You can imagine how surprised I was to discover what a block party was in America. During my first time there, I was lucky enough to be around during the July 4th celebrations, where they closed off entire blocks to cars so that neighbor kids could play in the streets, and neighbors could grill things together on the sidewalks. I tried to picture that in my French neighborhoods and laughed at how awkward the scene would be. Secretly, I wished that I could have that kind of community one day.
That is where I wanted to get, and the core of the difference between the French and the Americans, in my mind: a sense of belonging to something. We often point out that Americans are “overly patriotic”, in a French point of view. While this is neither a good thing, nor a bad one, it is true. Being in America, even as a visitor, gives you this sense of belonging that some people are more or less receptive to. I know I was, and I know it is something I need to live; I had this feeling that being in America, staying in America, would give me the impression that I belong to something. Being in France, where the mindset is definitely more individualistic, behind our closed fences and walls, we might miss out on this idea of community.

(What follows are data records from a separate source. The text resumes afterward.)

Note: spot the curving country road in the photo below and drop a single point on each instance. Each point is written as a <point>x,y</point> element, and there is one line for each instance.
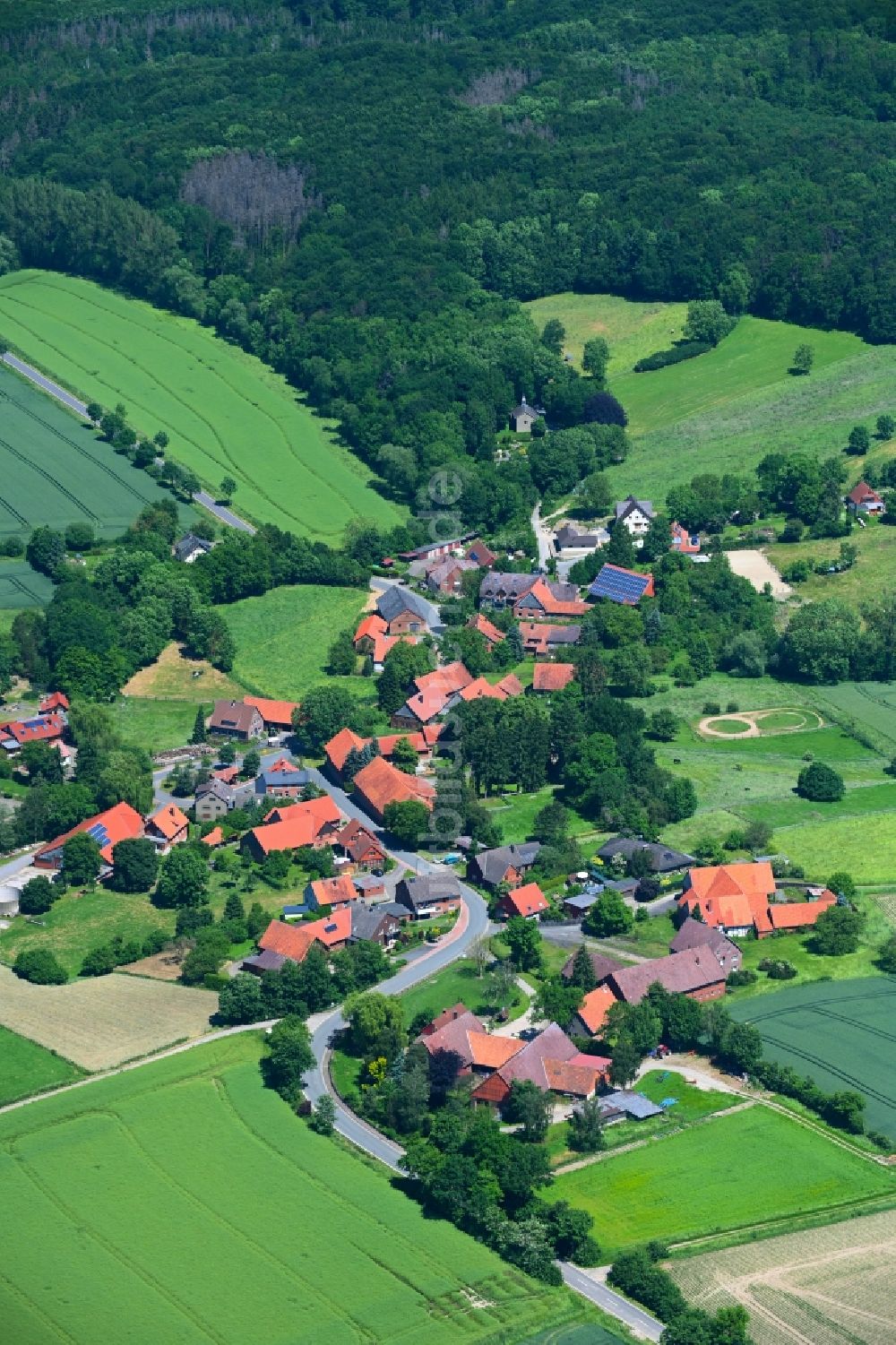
<point>46,385</point>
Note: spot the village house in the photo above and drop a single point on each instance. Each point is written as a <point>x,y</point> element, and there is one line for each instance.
<point>696,972</point>
<point>429,896</point>
<point>544,641</point>
<point>528,901</point>
<point>523,418</point>
<point>683,541</point>
<point>167,826</point>
<point>696,935</point>
<point>236,720</point>
<point>295,824</point>
<point>622,585</point>
<point>380,783</point>
<point>332,893</point>
<point>504,864</point>
<point>117,823</point>
<point>863,499</point>
<point>552,677</point>
<point>636,515</point>
<point>190,547</point>
<point>547,598</point>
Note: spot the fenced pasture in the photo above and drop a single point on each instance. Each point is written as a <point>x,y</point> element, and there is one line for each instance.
<point>101,1022</point>
<point>190,1203</point>
<point>831,1286</point>
<point>225,412</point>
<point>743,1169</point>
<point>842,1033</point>
<point>56,471</point>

It’s especially sad when you consider the reported, cliche idea that immigrants have a hard time integrating with the French community: perhaps that is because there isn’t one. And what if that’s the case? How can one become French if the French themselves don’t know what it means to be French? French patriotism, as a result, is now a synonym of its nationalist far-right parties, who believe that only they love their country. But perhaps what they have gotten wrong about loving their country, and that more Americans get right, is that France is not about a religion or a type of food. I fear that we may have lost the “Fraternité” part of our motto, and that is one of the reasons that make me want to leave.
As some Twitter users have pointed out to me, in the end, I believe that it is possible for a person to “become” American, but you can never become French.
This is not to say I’ll completely stop being French someday. But I can certainly think that all these factors – the friendliness, the openness, the sense of belonging – make me feel more and more American, less and less French, and that does not concern me.